Skim reading and scan reading are two fundamentally different approaches, both extremely effective. Knowing these two techniques is a valuable asset at your exam and studying in general. Mastering them is a guarantee that your learning process will never be the same.

So what are they exactly? Simply put, skim reading is getting the general idea of a sentence, a paragraph or even a text without reading it thoroughly. Scan reading on the other hand is looking for specific information in the text, again, without spending too much time it. Combined, these two techniques can save you the precious time in the Reading part of your exam. Not to mention that they will become an invaluable tool in anything involving learning something new or searching for information.

Skim Reading

Skim reading, or simply skimming, is going through more information by spending considerably less time on it.

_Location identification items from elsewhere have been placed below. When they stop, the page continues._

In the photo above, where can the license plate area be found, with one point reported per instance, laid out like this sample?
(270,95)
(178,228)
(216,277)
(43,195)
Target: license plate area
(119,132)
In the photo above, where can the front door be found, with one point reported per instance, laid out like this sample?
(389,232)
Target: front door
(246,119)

The aim of skimming is to get the general idea of the text rather than learning the finer points of it. It is just the right tool for when you are short on time — which is basically any exam or even getting prepared for one (that said, you are welcome to use this technique when cramming).

Skim reading can be done differently. One way to skim read is to quickly read the first sentence of the paragraph. By nature, this sentence has to introduce the topic that is going to be mentioned next. This means that if the sentence doesn’t seem to have any relation to the topic you are looking for then you can save yourself the trouble of reading the remainder of that paragraph. This might sound reckless, but all it takes is experience to develop sound judgement and specific hunch for such things. In other words, the more you practice, the better you get at seeing relevant information in the paragraph judging by its first sentence.

Some writers like to start their paragraphs with a question. In that case, the first sentence might not be helpful. Instead, you would want to look at the last couple of sentences in the same paragraph – they are most likely to have the answer to that question. Using that knowledge you decide whether the paragraph may contain the information you need. Generally speaking, checking last sentences is a good idea even when the beginning of the paragraph gives a clear outline. Naturally, last sentences arrive at some kind of conclusion which can be worth reading even when skimming the text.

When skimming, you might want to quickly look through the whole paragraph for the following:

  • Typographical irregularities – words that are written in bold, italics or are underlined. Such text decorations are used for a reason — the author might have used that to draw your attention to it.
  • Asterisks* and footnotes 1
  • Capitalized words. Naturally they are easy to spot because of upper case first letter. These are usually proper nouns, and thus they cannot be paraphrased, which means they are very helpful when searching for keywords.
  • Numbers (digits) – easy to spot, hard to paraphrase.